Death of the conductor Nikolaus Harnoncourt

Conductor Nikolaus Harnoncourt passed away peacefully surrounded by his family on Saturday. He began his career as an innovator in the art of interpretation with a Monteverdi renaissance at the Zurich Opera House.

Photo: © Werner Kmetitsch

Born in Berlin, the Austrian conductor spent his childhood and youth in Graz. After training at the Vienna Academy of Music, he became a cellist with the Vienna Symphony Orchestra in 1952. A year later, together with his wife Alice, he founded the Concentus Musicus Wien in order to provide a forum for his increasingly intensive work with original instruments and the musical performance practice of Renaissance and Baroque music.

In 1971, he realized a cycle of Monteverdi's music theatre works at the Zurich Opera House with director Jean-Pierre Ponnelle, which became a milestone in historically informed music-making. This was followed by an equally exemplary and pioneering cycle of Mozart operas at the same opera house with Ponnelle as his partner.
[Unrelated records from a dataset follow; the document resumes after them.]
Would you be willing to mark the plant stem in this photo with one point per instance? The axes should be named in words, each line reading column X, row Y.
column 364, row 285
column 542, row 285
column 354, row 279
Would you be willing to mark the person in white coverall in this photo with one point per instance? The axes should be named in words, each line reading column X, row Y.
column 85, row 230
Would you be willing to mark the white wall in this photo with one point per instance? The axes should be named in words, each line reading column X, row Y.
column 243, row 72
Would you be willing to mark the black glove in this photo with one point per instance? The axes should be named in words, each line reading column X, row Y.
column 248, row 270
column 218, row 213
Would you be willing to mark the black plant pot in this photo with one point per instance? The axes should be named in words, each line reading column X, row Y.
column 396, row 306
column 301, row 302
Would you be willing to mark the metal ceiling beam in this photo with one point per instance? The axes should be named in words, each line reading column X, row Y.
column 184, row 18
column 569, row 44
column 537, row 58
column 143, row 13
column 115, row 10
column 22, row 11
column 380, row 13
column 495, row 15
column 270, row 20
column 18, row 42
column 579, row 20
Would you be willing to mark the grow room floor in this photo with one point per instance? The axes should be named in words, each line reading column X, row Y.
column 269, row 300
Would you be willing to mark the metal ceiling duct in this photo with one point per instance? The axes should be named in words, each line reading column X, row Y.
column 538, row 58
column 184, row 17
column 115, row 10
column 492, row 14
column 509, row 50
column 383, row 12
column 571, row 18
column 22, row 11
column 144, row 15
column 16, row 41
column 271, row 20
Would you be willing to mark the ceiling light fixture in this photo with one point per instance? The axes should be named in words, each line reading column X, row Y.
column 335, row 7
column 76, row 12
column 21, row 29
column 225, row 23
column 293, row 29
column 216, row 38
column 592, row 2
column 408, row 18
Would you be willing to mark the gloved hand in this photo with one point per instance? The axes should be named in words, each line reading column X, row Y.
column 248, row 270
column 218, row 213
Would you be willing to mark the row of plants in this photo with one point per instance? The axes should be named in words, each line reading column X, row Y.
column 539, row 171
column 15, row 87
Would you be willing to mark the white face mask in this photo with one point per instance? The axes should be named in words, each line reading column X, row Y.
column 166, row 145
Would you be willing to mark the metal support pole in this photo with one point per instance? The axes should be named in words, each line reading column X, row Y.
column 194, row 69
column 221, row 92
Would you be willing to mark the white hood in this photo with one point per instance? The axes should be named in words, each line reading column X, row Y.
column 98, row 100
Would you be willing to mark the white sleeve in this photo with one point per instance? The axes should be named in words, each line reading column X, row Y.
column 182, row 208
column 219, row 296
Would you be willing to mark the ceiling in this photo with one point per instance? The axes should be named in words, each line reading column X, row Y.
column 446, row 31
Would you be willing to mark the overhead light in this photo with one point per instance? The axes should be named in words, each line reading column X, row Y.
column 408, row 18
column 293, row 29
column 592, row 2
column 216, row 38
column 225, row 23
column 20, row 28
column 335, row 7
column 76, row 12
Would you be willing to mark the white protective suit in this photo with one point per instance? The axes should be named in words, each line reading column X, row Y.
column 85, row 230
However, his work was not limited to baroque and classical music. In 2009, Harnoncourt also realized a Porgy and Bess production, for example, and in 2011 he conducted Smetana's "Bartered Bride" in Graz. In 2013, he also took up the cudgels for Jacques Offenbach. In December 2015, he informed his audience in a handwritten open letter that he would be retiring from the stage with immediate effect.